The trial of war criminals, execution of the verdict against Bangabandhu's killers, abnormal price hike of essentials, increasing unemployment - all came up in a candid interview published on March 4, 2011. The PM cannot run the country alone, nor can she hope to achieve much with cabinet colleagues who are not up to the task. Instead of wasting time, the PM ought to drop the incompetent ministers and reshuffle her cabinet if she means to meet her election pledges. She must, most importantly, rein in delinquent ministers, MPs, bureaucrats and party cadres or rue the consequences, cautions the communist leader.
Interestingly, the good man considers the ouster of the Jamaat-BNP coalition a noteworthy 'achievement' of the Awami League-led Jot, oblivious of the fact that political parties in Bangladesh serve as alternative teams of more or less the same puppeteers! However, he credits the Hasina-government with a 'little' progress in the education and agriculture sectors, besides which it has nothing to write home about! Though the Awami League has deplorably moved right, away from the Bangabandhu's 'socialist' dreams. He goes on to add of course that both the Jot and the Dal are guilty of the same looting and plundering mindset and are in fact fierce competitors.
Groups and individuals claiming the same party affiliations are now not above even murderous violence when trying to secure a share of the loot from all kinds of 'tenderbaji', 'chandabaji' and diverse methods of rent-seeking and sources of un-earned income. Foreign and home-grown exploiters are very pleased with this state of affairs, says MIS! Indeed, this leaves the parties to their own devices, politiking and functioning more as agents of business interests rather than serving the people sustainably.
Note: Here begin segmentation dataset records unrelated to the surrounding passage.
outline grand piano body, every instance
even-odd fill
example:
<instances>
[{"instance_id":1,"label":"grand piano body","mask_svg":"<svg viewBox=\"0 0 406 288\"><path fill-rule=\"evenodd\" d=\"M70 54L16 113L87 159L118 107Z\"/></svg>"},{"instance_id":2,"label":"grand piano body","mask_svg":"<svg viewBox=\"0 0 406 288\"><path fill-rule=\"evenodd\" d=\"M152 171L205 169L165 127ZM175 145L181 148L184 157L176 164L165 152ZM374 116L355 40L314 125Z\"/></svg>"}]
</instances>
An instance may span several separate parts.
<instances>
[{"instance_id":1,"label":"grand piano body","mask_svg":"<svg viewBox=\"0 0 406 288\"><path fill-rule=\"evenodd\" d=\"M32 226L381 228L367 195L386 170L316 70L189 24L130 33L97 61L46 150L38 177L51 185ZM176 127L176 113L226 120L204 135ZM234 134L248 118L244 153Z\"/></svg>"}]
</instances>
This brings to mind the words of a long-departed dear friend who used to try to convince this skeptical scribe, sometime in the 1980s, that 'campus violence and politics' have been planned by our 'enemies' to destroy our educational institutions, turning them into dispensers of low-quality degrees, and our youth into unthinking, exploitable morons! A nation of agents and servants! Yours truly used to consider him paranoid then. Not anymore.
Hasn't the quality of both politics and education been sinking deplorably? The former has increasingly been taking on tribal characteristics and, who knows, it might even be possible to stoke this pathological divisiveness into a Hutu-Tutsi-like 'kuchu-kata' conflict! May Almighty Allah deliver us from such nightmares.